Konzert in der Heilig-Geist-Kirche
Eine echte Entdeckung

Münster -

Dies ist sicher: Der Oratorienchor Münster ist nach wie vor in guten Händen. Nachdem Michael Preiser die Leitung des Ensembles nach über acht Jahren abgegeben hatte, steht seit April 2013 Enno Kinast am Pult des Chores. Von Hause aus selbst Sänger, gab er am Freitag seinen Einstand als neuer Dirigent – ein fulminantes Ereignis in der rappelvoll gefüllten Heilig-Geist-Kirche an der Metzer Straße.

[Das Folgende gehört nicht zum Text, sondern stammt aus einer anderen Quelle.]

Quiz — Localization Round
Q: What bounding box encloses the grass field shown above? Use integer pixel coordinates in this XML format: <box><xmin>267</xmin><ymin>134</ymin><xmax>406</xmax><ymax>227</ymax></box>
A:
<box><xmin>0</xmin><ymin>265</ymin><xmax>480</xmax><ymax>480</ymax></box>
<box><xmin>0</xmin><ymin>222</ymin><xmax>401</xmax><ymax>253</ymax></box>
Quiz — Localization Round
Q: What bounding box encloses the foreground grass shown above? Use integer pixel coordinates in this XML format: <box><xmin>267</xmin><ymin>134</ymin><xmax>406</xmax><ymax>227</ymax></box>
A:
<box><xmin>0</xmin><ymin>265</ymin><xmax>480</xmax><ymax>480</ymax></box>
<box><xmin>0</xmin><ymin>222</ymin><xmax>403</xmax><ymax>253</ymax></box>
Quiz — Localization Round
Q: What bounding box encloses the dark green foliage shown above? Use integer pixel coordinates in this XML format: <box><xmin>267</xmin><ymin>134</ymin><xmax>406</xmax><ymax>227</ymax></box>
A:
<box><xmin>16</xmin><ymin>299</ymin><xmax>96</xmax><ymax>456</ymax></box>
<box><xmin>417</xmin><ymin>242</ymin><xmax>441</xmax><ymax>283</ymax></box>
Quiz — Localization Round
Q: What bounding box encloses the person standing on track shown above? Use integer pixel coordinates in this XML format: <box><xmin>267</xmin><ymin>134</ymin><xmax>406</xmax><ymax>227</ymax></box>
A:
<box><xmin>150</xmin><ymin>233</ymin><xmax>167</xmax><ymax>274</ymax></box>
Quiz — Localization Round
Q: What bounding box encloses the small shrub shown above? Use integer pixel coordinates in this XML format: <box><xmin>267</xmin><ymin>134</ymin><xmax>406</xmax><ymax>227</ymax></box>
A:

Sonntag, 02.11.2014, 16:11 Uhr

Ein imposantes Bild: Der Oratorienchor Münster und die Philharmonie Südwestfalen in der Heilig-Geist-Kirche.
Ein imposantes Bild: Der Oratorienchor Münster und die Philharmonie Südwestfalen in der Heilig-Geist-Kirche. Foto: cws

Auf dem Programm: Mendelssohns „Lobgesang“-Sinfonie, die neben dem titelgebenden Gotteslob durchaus auch Töne der Hoffnung und des Vertrauens verbreitet. Und dies in unterschiedlichen Farben und dynamischen Nuancen, die der Oratorienchor , verstärkt vom Konzertchor Bielefeld , mit großer Überzeugungskraft entfaltete. Wie in vielen anderen Chören sind auch hier die Damenstimmen in der Überzahl, die Herren in der Minderheit – aber nicht ohne Selbstbewusstsein. Insgesamt ein schöner Gesamtklang, steigerungsfähig bis zum feierlichen Fortissimo im finalen „Halleluja“!

Nahtlos reihten sich die glasklar singenden Sopranistinnen Julia Grüter und Anna-Sophie Brosig ein. Tenor Stefan Sbonnik betörte mit seiner warmen, leicht dunkel eingefärbten, perfekt sitzenden und mühelos in die Höhe geschraubten Stimme. Der junge Sänger wird ganz gewiss seinen Weg machen!

Eine echte Entdeckung : die Heilig Geist-Kirche als Konzertort! Wer hätte gedacht, dass dieser Riesenraum für sinfonische Musik so toll geeignet ist? Klar, dass in ihm schon wegen seiner Größe ein homogener Klang entsteht. Aber dass dieser durchhörbar bleibt, Konturen deutlich werden, der gesungene Text wirklich zu vernehmen ist, das überraschte. Und auch die Philharmonie Südwestfalen zeigte sich als instrumentaler Partner in diesem Raum von seiner allerbesten Seite bis hinein in wunderbare Soli, ob Holz, ob Blech, ob Streicher. Keine Frage: die akustischen Qualitäten dieser Kirche werden sich bald herumsprechen. Zumal die Verantwortlichen vor Ort offen sind, auch für den markig-evangelischen Choral „Ein feste Burg ist unser Gott“. So klingt gelebte Ökumene.